Se na Académica foi chegar, ver e vencer, no Sporting foi precisamente o contrário. A época 2016/2017, onde esteve ao serviço da equipa de iniciados dos «leões», ficou marcada por diversas dificuldades.

«Fui para o Sporting muito novo. No início as coisas não correram muito bem. Cheguei a pensar muitas vezes em ir-me embora. Tive uma adaptação muito complicada e aprendi a lidar com situações que nos Açores não tinha experienciado», relembrou.

Rodeado de grandes jogadores, houve um que despertou a atenção de Miguel Ventura: Joelson Fernandes, jovem de apenas 16 anos, que tem dado cartas na equipa de sub-23 do emblema de Alvalade esta temporada e já é chamado aos trabalhos da equipa principal.

«O Joelson é um jogador espetacular. Apesar de ser muito novo, já na altura notava-se que tinha muita qualidade. Nos treinos trazia muita competitividade, porque jogava na minha posição. Sempre gostei de treinar com ele», assumiu.

Em declarações ao Futebol 365, o ex-ACF Pauleta e GD São Roque admite que as dificuldades que encontrou na Academia de Alcochete fizeram com que evoluísse não só futebolisticamente como também a nível pessoal.

«Aquela época no Sporting fez-me crescer muito, não só como jogador, mas também como pessoa. Consegui evoluir em vários aspetos. Foi uma época decisiva para mim. Claro que gostaria de ter tido mais oportunidades, mas sempre dei tudo nos treinos. Não mudaria nada.»

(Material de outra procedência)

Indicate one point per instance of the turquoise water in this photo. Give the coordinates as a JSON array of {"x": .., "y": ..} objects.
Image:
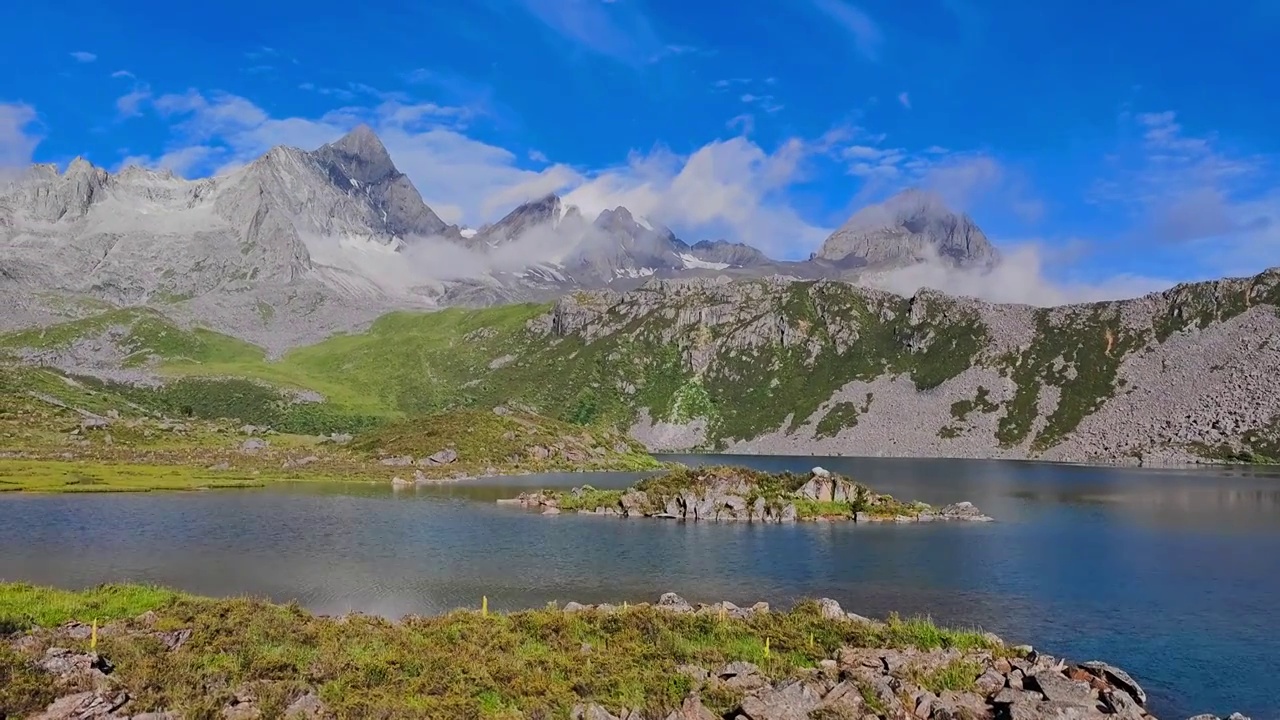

No meio das dificuldades, o promissor lateral esquerdino revela como conseguiu superar as adversidades sentidas no clube «verde e branco».

«O essencial naquela altura foi, sem dúvida, o apoio dos meus pais, que sempre me ajudaram e fizeram com que nunca desistisse», revelou.

Os «genes» de campeões e os benefícios do atletismo

Não foi só nos relvados que Miguel Ventura se destacou ao longo da juventude, dedicada em grande parte ao desporto. O atletismo foi também, durante muito tempo, uma modalidade onde o jovem brilhou. O defesa da Académica explica o porquê da inclinação para esta vertente desportiva.

«Os meus pais praticaram atletismo, por isso incentivaram-me desde novo a experimentar também. Desde pequeno que me lembro de os ver a treinar. Guardo muitas recordações. (...) Eles sempre me apoiaram nos meus sonhos. Sempre me aconselharam a seguir o que queria e foram sempre um grande apoio.»

A mãe, Patrícia Rebelo, foi atleta do Sporting e campeã nacional de atletismo em vários escalões, tendo representado a seleção portuguesa na Taça da Europa de 2000 nos 4x100m. Filipe Ventura, pai do jogador, foi campeão nacional de lançamento do dardo e também representou as cores «leoninas» e da seleção.

O jovem, que em tenra idade chegou a ser o melhor classificado do país na prova MEGA SPRINTER, revelou que os pais «dizem muitas vezes que o desporto está nos genes» da família.

Conhecido pela grande velocidade com que percorre o flanco esquerdo em campo, Miguel não tem dúvidas em afirmar que o atletismo foi determinante para a evolução como futebolista, uma vez que ajudou a tornar-se num jogador mais rápido.

«No futebol sou caracterizado por ser um jogador rápido. Acho que isso se deve muito ao atletismo. A técnica que adquiri através desta modalidade ajudou-me a melhorar muito neste aspeto», explicou.

Desafiado a recordar a altura em que conciliava as duas modalidades, o açoriano assinala o momento em que teve de tomar uma decisão importante.

«Fiz esta conciliação até aos iniciados. Muitas vezes fazia dois treinos por dia. Cheguei a uma altura em que tive de optar, porque já não conseguia dar o máximo em ambas.»

Na altura de escolher, o grande conselho dos pais em seguir os seus sonhos acabou por assumir um papel determinante, sobrepondo-se à modalidade que tantas memórias o traz.

«Escolhi o futebol porque sempre foi o que me deu mais felicidade a fazer, onde fiz muitos amigos e me sentia melhor. Optei pelo futebol porque é o meu sonho», terminou.